The media is going thru Carson's books trying to verify everything. That's hard to do going back 50 years. There's also a desire to show that he's a liar to ruin his credibility. Yesterday I saw a new hit piece in the Wall Street Journal claiming that a story Carson told about an incident that happened at Yale never happened. Carson said he took a class called Perception, then the author said he spoke to someone at Yale who told him that they never had a class by that name. Today Carson posted to his Facebook page a copy of a class syllabus for a class called...wait...PERCEPTION. These "reporters" do a little superficial research then give up and say because they didn't find it, it doesn't exist.

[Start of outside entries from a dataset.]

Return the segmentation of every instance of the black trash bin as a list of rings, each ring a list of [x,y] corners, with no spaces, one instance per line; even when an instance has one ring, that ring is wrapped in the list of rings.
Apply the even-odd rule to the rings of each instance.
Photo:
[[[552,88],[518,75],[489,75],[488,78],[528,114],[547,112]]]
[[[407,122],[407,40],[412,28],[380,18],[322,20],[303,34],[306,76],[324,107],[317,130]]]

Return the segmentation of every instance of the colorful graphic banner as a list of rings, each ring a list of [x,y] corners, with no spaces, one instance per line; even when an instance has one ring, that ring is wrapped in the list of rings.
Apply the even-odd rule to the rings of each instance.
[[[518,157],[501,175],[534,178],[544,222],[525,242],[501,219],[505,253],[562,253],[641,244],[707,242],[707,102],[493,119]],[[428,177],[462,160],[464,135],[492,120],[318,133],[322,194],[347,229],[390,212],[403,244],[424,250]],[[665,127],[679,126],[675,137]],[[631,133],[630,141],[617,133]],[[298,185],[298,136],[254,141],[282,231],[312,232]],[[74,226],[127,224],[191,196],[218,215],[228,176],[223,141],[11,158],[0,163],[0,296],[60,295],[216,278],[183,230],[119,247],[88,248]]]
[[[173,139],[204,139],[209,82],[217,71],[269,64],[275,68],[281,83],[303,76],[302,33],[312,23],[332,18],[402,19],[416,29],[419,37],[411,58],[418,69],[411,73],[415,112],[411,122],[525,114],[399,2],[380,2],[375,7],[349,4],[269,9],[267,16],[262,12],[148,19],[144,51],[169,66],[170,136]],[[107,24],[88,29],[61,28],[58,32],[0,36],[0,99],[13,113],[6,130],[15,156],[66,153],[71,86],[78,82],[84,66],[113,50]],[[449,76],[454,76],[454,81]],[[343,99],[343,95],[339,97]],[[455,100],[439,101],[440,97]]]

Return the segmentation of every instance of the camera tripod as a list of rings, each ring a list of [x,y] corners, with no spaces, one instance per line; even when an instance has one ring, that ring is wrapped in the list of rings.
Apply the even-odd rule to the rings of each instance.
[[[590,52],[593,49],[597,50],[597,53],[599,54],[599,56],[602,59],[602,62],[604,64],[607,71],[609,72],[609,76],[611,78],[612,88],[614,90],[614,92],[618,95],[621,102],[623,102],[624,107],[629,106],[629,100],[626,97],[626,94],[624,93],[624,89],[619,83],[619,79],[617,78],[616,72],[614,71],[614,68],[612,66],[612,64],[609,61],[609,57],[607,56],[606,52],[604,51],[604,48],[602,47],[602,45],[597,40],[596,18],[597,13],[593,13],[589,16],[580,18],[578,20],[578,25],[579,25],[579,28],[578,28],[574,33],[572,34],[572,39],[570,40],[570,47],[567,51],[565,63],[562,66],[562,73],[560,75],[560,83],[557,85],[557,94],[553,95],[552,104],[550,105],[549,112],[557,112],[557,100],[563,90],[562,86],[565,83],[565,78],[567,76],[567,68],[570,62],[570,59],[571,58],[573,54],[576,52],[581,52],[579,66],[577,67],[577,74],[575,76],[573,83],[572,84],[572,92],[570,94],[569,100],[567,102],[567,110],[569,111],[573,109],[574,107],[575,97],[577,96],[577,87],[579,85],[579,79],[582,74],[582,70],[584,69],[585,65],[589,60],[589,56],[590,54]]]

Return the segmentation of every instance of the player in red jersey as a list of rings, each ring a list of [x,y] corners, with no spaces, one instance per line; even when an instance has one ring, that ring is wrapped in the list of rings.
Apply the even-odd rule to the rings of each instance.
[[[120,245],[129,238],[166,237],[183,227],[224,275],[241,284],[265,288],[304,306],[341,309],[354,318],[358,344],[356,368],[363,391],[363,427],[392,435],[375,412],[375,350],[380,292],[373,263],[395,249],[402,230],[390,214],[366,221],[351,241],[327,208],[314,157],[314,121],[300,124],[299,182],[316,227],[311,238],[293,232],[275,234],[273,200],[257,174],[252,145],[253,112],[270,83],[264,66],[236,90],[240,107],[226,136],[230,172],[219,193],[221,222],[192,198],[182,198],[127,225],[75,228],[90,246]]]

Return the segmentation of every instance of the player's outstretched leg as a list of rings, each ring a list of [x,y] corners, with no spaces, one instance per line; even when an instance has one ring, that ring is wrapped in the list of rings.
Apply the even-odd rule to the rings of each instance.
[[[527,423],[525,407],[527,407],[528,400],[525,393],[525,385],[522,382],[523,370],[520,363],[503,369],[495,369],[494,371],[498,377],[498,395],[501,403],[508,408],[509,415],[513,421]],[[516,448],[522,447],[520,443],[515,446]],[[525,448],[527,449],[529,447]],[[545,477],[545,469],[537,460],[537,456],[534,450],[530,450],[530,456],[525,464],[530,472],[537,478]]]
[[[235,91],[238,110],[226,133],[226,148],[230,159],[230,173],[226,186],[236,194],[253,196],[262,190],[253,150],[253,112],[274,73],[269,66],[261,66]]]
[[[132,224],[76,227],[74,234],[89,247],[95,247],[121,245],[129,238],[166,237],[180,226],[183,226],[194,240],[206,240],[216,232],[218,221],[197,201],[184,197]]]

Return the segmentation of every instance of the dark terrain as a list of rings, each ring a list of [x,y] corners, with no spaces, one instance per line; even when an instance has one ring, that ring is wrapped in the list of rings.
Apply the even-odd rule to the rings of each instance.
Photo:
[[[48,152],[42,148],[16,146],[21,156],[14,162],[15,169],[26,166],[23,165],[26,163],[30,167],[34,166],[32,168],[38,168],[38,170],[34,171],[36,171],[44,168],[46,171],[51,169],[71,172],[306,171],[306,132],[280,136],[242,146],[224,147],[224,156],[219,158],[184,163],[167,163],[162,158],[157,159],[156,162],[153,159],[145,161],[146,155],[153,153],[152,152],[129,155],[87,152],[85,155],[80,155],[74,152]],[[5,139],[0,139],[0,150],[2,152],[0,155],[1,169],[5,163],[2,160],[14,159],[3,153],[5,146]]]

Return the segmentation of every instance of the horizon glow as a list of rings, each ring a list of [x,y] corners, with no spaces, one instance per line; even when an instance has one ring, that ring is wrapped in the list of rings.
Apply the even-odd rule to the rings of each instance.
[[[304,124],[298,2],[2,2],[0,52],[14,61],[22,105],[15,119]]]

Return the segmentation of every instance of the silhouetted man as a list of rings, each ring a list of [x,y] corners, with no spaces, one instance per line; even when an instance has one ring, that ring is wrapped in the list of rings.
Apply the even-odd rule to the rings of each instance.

It's also possible that Carson, in trying to recall things from many years earlier, might be off on a couple things by a day, a week, or a month. If you were to ask me the name of the elementary school I went to, I couldn't tell you. When I was growing up I moved around a lot. How many people writing a book when they are 40 or 50 or 60 years old are going to remember specific dates in their childhood? I bet it wouldn't be very many. Doesn't mean that the person is lying -- which is defined as a "deliberate intent to deceive" -- but is merely mistaken on the chronology. So if Carson wrote in his book that he met with General Westmoreland in May but the meeting actually happened in February, it does not mean that the meeting never happened. Carson just got the month wrong. Instead of the media seeing it that way, they twist it to mean that he never met with the general at all.